Effective Strategies to Predict Churn in SaaS
What would your retention game be like if you could predict churn before it happens?
Your company will never remain the same for sure. You’ll identify and address pain points quickly, leading to increased user satisfaction. And that comes with many other benefits—free word of mouth, account expansions, increased revenue, etc.
This article dives deep into churn prediction for SaaS, showing you the strategies that work and how to implement them.
- Churn happens when a customer stops doing business with you. It can be voluntary or involuntary, but the most common is voluntary churn.
Common reasons for churn:
- Product-market fit failure
- Poor onboarding
- Delayed Aha moment
- Bad customer experience
- Poor customer service
- Product pricing plan weak points
- Customer churn prediction is the practice of using customer behavior data to predict users that are at risk of churn.
Effective strategies on how to predict customer churn and enhance customer retention:
- Segment your customers to understand them better and gather data points to identify churn patterns.
- Use NPS and CSAT to measure satisfaction along the user journey.
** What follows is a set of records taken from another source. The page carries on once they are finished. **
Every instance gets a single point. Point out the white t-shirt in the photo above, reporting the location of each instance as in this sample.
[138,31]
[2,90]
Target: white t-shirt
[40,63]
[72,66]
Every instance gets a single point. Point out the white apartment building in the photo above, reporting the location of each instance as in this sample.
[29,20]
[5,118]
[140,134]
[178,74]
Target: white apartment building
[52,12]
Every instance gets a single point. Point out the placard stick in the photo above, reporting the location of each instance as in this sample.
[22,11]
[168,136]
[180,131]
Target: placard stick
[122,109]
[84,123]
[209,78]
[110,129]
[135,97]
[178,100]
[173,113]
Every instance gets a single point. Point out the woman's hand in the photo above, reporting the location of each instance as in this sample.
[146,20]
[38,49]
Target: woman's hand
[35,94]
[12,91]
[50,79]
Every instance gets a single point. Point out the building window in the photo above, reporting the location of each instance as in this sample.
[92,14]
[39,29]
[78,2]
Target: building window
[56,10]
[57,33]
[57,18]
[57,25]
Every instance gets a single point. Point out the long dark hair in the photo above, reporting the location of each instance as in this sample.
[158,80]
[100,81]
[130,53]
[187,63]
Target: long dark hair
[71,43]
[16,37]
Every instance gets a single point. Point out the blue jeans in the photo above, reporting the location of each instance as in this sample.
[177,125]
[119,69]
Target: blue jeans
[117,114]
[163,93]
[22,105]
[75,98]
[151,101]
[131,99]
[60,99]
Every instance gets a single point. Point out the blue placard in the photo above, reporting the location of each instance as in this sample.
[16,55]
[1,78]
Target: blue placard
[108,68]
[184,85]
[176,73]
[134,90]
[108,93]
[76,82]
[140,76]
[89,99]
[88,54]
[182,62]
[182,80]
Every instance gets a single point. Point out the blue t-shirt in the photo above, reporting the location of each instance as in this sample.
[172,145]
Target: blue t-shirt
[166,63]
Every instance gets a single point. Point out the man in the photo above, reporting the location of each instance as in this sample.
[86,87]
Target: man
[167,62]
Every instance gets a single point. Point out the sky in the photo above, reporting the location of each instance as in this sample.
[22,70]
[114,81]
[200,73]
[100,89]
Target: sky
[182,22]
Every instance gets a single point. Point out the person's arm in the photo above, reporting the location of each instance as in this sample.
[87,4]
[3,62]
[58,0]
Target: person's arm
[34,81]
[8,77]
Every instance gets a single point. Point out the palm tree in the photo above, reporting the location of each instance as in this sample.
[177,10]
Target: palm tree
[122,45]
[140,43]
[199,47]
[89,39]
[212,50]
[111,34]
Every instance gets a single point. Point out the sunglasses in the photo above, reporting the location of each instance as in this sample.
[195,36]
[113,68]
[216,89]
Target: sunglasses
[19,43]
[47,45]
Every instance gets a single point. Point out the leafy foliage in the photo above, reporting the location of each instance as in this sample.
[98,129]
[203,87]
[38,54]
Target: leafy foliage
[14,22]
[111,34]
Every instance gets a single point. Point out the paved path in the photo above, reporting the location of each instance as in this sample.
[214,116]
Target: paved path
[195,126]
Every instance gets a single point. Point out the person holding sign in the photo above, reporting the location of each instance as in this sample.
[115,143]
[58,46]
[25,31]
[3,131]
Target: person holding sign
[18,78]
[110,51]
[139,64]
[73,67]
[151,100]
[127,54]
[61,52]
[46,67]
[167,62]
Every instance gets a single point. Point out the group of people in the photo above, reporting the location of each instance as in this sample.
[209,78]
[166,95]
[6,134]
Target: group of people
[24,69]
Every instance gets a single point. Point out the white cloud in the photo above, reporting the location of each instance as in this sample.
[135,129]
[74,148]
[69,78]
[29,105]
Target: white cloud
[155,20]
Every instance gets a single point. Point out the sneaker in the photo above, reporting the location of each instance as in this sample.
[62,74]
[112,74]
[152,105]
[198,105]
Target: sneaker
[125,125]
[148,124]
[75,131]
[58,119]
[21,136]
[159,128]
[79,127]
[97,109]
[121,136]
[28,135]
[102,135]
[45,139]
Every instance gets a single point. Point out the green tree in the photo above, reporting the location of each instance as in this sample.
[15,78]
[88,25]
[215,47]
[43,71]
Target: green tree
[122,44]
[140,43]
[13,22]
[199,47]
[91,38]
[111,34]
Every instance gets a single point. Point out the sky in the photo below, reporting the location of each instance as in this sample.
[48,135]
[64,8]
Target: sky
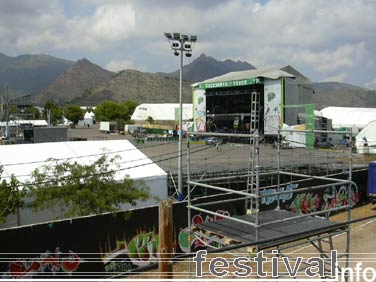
[326,40]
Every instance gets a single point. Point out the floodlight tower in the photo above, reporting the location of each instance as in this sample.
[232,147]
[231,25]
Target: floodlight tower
[180,44]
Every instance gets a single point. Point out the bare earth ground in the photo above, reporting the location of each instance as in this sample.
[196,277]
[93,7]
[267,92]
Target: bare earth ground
[362,249]
[234,156]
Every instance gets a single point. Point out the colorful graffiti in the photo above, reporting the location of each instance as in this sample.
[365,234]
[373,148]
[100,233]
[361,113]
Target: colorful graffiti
[268,200]
[141,250]
[201,239]
[47,263]
[333,197]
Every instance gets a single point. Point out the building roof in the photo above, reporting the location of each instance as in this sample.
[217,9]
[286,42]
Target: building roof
[349,117]
[27,157]
[165,111]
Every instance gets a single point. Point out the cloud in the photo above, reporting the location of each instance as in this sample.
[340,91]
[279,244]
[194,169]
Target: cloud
[119,65]
[323,38]
[341,77]
[371,84]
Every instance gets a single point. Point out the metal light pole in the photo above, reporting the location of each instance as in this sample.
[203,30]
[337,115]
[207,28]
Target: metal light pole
[181,43]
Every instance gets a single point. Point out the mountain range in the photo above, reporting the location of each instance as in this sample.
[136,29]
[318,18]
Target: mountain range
[85,83]
[73,82]
[30,74]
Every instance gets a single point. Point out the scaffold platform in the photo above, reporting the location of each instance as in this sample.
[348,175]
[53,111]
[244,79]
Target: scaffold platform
[286,230]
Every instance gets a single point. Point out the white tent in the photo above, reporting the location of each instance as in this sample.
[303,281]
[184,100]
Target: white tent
[365,141]
[161,112]
[347,117]
[89,118]
[21,160]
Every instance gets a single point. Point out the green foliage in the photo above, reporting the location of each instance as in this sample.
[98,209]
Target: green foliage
[11,197]
[84,189]
[111,111]
[73,113]
[56,112]
[150,120]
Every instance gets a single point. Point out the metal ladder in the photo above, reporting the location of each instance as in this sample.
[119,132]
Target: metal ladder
[254,126]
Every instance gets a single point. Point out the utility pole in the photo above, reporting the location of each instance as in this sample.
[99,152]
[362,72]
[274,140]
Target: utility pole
[165,239]
[181,43]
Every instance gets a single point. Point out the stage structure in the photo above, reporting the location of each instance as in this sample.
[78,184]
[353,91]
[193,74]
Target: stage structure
[278,228]
[221,104]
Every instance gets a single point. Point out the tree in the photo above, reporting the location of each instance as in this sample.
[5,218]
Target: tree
[150,120]
[73,113]
[11,197]
[83,189]
[55,112]
[109,111]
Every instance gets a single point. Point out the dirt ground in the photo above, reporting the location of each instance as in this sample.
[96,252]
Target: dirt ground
[362,248]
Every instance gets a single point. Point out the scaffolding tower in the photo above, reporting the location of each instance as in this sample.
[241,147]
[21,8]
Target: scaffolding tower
[278,228]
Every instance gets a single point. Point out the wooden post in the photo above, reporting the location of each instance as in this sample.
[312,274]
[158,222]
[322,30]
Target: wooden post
[165,239]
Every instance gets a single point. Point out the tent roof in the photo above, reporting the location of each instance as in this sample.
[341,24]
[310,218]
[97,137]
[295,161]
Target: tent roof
[165,111]
[88,115]
[349,117]
[132,163]
[272,73]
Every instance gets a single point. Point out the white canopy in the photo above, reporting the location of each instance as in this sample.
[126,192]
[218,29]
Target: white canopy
[165,111]
[366,139]
[20,160]
[88,115]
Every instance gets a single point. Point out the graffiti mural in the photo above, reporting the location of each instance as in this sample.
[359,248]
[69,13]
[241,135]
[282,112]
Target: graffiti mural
[141,250]
[333,197]
[268,200]
[201,238]
[338,197]
[47,262]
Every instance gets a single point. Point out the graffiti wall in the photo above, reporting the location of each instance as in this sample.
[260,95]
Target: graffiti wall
[334,196]
[106,245]
[103,245]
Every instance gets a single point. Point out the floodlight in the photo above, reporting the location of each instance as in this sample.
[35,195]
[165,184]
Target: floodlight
[187,46]
[175,45]
[181,44]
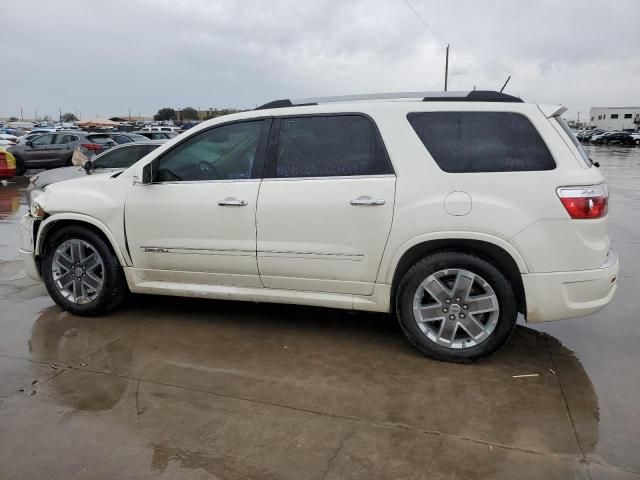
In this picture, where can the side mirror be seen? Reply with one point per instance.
(148, 172)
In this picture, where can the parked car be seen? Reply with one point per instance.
(125, 137)
(421, 207)
(7, 164)
(8, 140)
(56, 149)
(153, 128)
(588, 134)
(153, 135)
(622, 138)
(116, 158)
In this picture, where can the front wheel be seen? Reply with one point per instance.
(20, 166)
(456, 307)
(81, 273)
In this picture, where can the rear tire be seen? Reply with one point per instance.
(472, 316)
(81, 272)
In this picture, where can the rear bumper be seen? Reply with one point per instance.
(27, 250)
(560, 295)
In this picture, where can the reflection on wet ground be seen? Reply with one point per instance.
(180, 388)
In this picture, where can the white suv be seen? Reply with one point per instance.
(456, 211)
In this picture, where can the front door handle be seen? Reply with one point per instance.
(366, 200)
(232, 202)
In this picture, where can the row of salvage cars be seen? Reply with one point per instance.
(606, 137)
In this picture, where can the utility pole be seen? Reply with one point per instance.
(505, 83)
(446, 68)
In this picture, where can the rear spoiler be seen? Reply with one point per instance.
(552, 110)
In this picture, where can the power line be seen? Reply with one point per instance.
(424, 22)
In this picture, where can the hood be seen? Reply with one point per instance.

- Identify detractors and reach out to them.
- Track customer behavior in-app to gain insights into user attrition trends.
- Track feature usage to identify churn risk.
- Combine heatmaps with feature usage to determine drop-offs.
- Engage your customer success team.
- Use exit surveys to collect customer feedback and understand the reasons behind churn.
- Use a churn prediction model (The machine learning model works best).
- Perform customer churn data analysis.
- Best tools for predicting customer churn: Userpilot, Mixpanel, Baremetrics.
What is customer churn?
Customer churn happens when a user stops doing business with you. It can be voluntary or involuntary.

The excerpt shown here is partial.